A few telling excerpts from the article:
The second charge is that this funding system creates educational apartheid. If money follows pupils, won’t a socially damaging segregation between the best and worst schools be a natural consequence? Were it not for the evidence of the Swedish model, it would be easy to imagine any such proposal being still-born in this country. But there is now a mass of academic studies — one surveying 28,000 pupils — showing that such fears are unjustified. In education, a rising tide really does lift all boats. The older schools improve as they are galvanised by the pressure of the new: shape up, or lose pupils and money. It works.

...

‘There is a trade-off,’ says Ledin. ‘If we can’t find a school next to a playground, we make a deal with a nearby sports centre to use its facilities. If parents find that unacceptable, they don’t send their children to our schools. Simple.’ Kunskapsskolan’s speciality is what it calls personalised education. Each child starts the day with a tutor, and is set an individual timetable. Other schools offer a more traditional approach. This array of competing pedagogical styles is the main fruit of the Swedish approach. (emphasis added)

...

Yet there is one part of the Swedish system which is too openly capitalist even for the Tories: allowing schools to make a profit. In the Prime Minister’s Office in Stockholm’s old town, Mikael Sandström, a state secretary for the Moderate party administration, explains why the Tories are wrong. ‘If you’re a not-for-profit school, then the longer the waiting list the better,’ he says. ‘It’s a lot of trouble to expand, so they don’t. Also, profit-making schools have been shown to have less social segregation.’ And then he says something one would be surprised to hear in the White House, let alone the Rosenbad in Stockholm. ‘The question for me is whether we should abolish non-profit-making schools,’ Sandström says. I am not at all sure he was joking.

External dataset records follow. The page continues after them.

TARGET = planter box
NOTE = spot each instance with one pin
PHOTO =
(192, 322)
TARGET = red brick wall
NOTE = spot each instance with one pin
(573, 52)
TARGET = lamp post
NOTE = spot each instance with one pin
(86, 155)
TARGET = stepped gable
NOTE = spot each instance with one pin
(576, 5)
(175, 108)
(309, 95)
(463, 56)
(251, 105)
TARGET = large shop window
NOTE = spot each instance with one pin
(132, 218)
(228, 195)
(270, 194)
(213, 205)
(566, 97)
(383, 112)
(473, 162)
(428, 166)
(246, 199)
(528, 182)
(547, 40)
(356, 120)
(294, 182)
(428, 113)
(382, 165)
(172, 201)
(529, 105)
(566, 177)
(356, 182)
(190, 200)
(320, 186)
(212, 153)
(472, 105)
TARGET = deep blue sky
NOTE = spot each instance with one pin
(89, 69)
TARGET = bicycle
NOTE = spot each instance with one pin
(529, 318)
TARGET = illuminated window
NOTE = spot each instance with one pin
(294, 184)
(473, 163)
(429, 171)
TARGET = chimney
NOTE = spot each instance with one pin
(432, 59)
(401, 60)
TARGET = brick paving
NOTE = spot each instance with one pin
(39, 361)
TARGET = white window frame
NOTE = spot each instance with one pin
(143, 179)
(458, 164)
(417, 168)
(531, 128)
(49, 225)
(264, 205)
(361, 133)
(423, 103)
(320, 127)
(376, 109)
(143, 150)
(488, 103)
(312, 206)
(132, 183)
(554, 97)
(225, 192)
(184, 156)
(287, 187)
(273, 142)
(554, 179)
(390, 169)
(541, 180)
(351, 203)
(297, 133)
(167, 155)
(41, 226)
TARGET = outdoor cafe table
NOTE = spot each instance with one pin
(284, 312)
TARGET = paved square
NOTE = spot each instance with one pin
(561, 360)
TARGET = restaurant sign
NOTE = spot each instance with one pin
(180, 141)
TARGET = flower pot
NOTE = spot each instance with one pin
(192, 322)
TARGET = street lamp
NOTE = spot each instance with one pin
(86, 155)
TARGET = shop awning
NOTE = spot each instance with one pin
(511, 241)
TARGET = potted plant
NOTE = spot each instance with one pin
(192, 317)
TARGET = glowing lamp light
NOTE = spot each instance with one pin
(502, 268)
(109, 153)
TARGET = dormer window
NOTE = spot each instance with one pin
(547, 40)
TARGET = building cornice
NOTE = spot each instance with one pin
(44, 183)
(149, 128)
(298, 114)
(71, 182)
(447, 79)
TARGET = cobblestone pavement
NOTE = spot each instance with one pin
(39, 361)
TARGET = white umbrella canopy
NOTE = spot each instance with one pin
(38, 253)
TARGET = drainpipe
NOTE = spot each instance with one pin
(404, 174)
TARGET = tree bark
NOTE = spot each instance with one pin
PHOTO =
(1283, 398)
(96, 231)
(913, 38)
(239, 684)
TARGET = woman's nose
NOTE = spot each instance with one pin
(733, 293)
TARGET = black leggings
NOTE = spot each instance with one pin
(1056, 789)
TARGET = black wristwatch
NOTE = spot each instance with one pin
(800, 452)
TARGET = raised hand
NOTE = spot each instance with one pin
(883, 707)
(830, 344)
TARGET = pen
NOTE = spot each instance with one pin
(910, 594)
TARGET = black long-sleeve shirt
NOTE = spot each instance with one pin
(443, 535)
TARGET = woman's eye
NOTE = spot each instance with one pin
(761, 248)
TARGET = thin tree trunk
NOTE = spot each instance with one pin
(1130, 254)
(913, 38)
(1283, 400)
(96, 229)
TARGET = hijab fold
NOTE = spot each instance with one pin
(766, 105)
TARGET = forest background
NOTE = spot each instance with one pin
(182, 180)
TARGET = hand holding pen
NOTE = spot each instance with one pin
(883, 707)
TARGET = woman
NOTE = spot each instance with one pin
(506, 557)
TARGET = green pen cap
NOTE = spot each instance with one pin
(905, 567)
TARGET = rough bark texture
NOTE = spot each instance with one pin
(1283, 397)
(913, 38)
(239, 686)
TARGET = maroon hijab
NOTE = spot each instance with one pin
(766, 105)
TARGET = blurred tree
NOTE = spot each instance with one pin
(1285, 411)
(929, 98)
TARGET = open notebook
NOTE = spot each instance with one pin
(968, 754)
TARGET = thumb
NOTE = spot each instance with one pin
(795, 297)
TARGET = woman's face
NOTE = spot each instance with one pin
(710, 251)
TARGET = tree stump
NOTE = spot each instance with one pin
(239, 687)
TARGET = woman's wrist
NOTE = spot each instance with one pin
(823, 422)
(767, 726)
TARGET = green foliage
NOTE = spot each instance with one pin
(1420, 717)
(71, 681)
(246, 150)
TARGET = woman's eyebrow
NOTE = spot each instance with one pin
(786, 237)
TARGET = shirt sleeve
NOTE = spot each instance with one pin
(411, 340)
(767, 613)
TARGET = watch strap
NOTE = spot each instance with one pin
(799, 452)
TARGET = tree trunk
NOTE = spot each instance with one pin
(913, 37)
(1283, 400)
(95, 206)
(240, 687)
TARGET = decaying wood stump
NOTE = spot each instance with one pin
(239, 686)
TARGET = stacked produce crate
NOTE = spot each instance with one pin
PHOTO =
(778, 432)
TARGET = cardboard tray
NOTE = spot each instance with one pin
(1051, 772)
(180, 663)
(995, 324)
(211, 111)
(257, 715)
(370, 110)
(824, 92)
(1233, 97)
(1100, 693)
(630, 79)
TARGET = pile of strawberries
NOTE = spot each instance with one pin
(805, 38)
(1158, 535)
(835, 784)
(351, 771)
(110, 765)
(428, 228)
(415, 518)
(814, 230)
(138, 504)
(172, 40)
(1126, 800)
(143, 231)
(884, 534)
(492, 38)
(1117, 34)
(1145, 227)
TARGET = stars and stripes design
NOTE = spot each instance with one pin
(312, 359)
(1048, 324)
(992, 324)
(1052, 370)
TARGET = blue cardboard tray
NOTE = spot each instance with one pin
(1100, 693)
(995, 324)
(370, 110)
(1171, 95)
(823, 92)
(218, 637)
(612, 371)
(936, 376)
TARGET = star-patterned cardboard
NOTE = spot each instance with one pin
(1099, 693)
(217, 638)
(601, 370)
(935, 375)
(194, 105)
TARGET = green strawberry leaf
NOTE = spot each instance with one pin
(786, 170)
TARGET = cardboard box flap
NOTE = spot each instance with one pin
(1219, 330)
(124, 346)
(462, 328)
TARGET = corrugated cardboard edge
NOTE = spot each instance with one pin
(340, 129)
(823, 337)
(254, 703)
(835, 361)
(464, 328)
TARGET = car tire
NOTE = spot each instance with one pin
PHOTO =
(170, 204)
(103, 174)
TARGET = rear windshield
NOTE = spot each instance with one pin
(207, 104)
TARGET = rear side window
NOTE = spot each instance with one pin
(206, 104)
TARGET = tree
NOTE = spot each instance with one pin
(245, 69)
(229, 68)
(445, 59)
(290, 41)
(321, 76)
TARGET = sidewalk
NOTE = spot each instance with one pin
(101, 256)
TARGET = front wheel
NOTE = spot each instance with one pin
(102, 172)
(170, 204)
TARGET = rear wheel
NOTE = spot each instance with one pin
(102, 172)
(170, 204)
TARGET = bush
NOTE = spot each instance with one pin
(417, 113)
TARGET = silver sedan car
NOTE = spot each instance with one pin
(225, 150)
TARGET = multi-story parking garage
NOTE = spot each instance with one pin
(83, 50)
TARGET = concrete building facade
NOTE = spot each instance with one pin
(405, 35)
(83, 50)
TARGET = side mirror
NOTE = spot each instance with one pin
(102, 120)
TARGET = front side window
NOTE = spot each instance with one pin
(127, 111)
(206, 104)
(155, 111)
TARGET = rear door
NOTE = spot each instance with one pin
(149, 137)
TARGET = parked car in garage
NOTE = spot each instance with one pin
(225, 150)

I visited another school which illustrates Sandström’s point. Engelska Skolan, which teaches primary children in English, had two founders who disagreed whether to seek profit. They went their separate ways. The original school still stands, on its own in a trust, six applicants for every place. The profit-making version is now a chain of eight English-speaking schools. If the waiting list grows big enough, they open another one.